Jerry Seinfeld – Jerry developed interest in stand-up comedy after brief stints in college productions. Like a true artist he struggled in local clubs and Catskill Mountain resorts until his career was boosted by an appearance on a Rodney Dangerfield HBO special. Career took off after a spot on Carson, Letterman and the Merv Griffin show. His latest, Comedians in Cars Getting Coffee has reaffirmed his position as one of the wittiest comics ever.
Richard Pryor – Fans of this outrageous comic genius are encouraged to see his live specials Richard Pryor: Live and Smokin’ (1971); the dynamic Richard Pryor: Live in Concert (1979); Richard Pryor: Live on the Sunset Strip (1982) and Richard Pryor… Here and Now (1983).
Chris Rock – Rock has been in stand-up comedy for several decades. He made his big screen debut in Beverly Hills Cop II (1987) and spent three years on the cast of Saturday Night Live(1975). After a brief hiatus, Rock is back touring full force to fund his ‘divorce settlements’ which he has often griped about on his shows.
Bill Burr – Bill Burr’s first hour-long special, Why Do I Do This?, took place in New York in 2008. Burr’s special Let it Go was recorded at The Fillmore in San Francisco and premiered on Comedy Central two years later. This was before his Netflix specials which became insanely popular. Burr has been referred to as a “comedian’s comedian” by observers of the US stand-up comedy circuit.

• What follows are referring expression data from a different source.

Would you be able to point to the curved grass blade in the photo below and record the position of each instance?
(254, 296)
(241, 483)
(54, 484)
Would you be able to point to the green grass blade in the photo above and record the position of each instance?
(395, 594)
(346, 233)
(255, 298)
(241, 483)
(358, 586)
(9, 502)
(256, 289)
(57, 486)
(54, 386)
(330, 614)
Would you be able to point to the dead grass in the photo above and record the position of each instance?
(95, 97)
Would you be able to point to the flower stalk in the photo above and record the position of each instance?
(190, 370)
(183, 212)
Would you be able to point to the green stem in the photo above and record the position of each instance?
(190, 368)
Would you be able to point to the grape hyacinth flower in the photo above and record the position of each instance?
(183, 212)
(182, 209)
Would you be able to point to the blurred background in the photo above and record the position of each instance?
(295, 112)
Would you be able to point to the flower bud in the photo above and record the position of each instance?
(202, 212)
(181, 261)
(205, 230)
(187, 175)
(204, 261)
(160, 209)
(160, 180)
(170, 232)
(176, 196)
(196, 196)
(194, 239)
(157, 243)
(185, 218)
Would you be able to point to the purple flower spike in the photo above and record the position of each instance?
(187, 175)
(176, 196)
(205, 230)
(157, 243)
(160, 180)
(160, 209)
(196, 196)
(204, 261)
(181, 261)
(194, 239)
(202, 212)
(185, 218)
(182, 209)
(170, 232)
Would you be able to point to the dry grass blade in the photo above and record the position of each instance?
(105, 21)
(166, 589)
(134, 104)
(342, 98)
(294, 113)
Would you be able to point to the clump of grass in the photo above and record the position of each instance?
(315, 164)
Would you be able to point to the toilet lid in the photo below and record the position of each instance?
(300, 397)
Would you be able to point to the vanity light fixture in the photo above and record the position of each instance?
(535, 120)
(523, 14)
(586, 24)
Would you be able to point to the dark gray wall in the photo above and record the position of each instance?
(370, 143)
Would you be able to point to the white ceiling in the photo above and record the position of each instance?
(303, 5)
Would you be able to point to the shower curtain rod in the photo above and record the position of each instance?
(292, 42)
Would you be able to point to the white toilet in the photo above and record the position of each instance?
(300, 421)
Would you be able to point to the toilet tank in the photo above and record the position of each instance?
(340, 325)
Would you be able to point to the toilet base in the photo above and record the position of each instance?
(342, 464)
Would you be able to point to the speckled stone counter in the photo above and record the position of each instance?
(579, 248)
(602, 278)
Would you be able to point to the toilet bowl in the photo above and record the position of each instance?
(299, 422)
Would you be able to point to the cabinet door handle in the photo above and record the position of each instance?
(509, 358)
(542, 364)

Dave Chapelle – Chappelle has been called the “comic genius of America” by Esquire , “the best” by a Billboard writer. In 2017, Rolling Stone ranked him No. 9 in their “50 Best Stand Up Comics of All Time. Never to shy away from contentious issues, Chapelle often mocks the ‘American’ way of life, gun violence, treatment of minorities. His treatment of the topics might seem flippant but is often layered with context and self-derision.
Steve Martin – Since the 1980s, having branched away from comedy, Martin has become a successful actor, as well as an author, playwright, pianist, and banjo player, eventually earning him an Emmy, Grammy, and American Comedy awards, among other honors. In 2004, Comedy Central ranked Martin at sixth place in a list of the 100 greatest stand-up comics. He was awarded an Honorary Academy Award at the Academy’s 5th Annual Governors Awards in 2013.
Sarah Silverman – Silverman was a writer and occasional performer on Saturday Night Live, and starred in and produced The Sarah Silverman Program, which ran from 2007 to 2010 on Comedy Central, for which she was nominated for a Primetime Emmy Award for Outstanding Lead Actress in a Comedy Series.
Louis C.K. – C.K. began his career in the 1990s writing for comedians including David Letterman, Conan O’Brien, Dana Carvey, Chris Rock, and also for other comedy shows. Also in this period, he was directing surreal short films and went on to direct two features—Tomorrow Night(1998) and Pootie Tang (2001). In 2001, C.K. released his debut comedy album, Live in Houston directly through his website and became among the first performers to offer direct-to-fan sales of tickets to his stand-up shows, as well as DRM-free video concert downloads, via his website. Tainted by the #MeToo allegations for a very ‘brief period’, Louis has been welcomed back by fellow comedians and fans.
Robin Williams – Born in Chicago, Williams began performing stand-up comedy in San Francisco and Los Angeles in the mid-1970s, and is credited with leading San Francisco’s comedy renaissance. After rising to fame playing the alien Mork in the sitcom Mork & Mindy, Williams established a career in both stand-up comedy and feature film acting.
Tig Notaro -Notaro said that since her cancer diagnosis, she has shifted not to darker comedy but rather to personal comedy. Her acclaimed album Live was nominated in 2014 for the Grammy Award for Best Comedy Album at the 56th Annual Grammy Awards. The special Tig Notaro: Boyish Girl Interrupted was nominated in 2016 at the 68th Primetime Emmy Awards for Outstanding Writing for a Variety Special.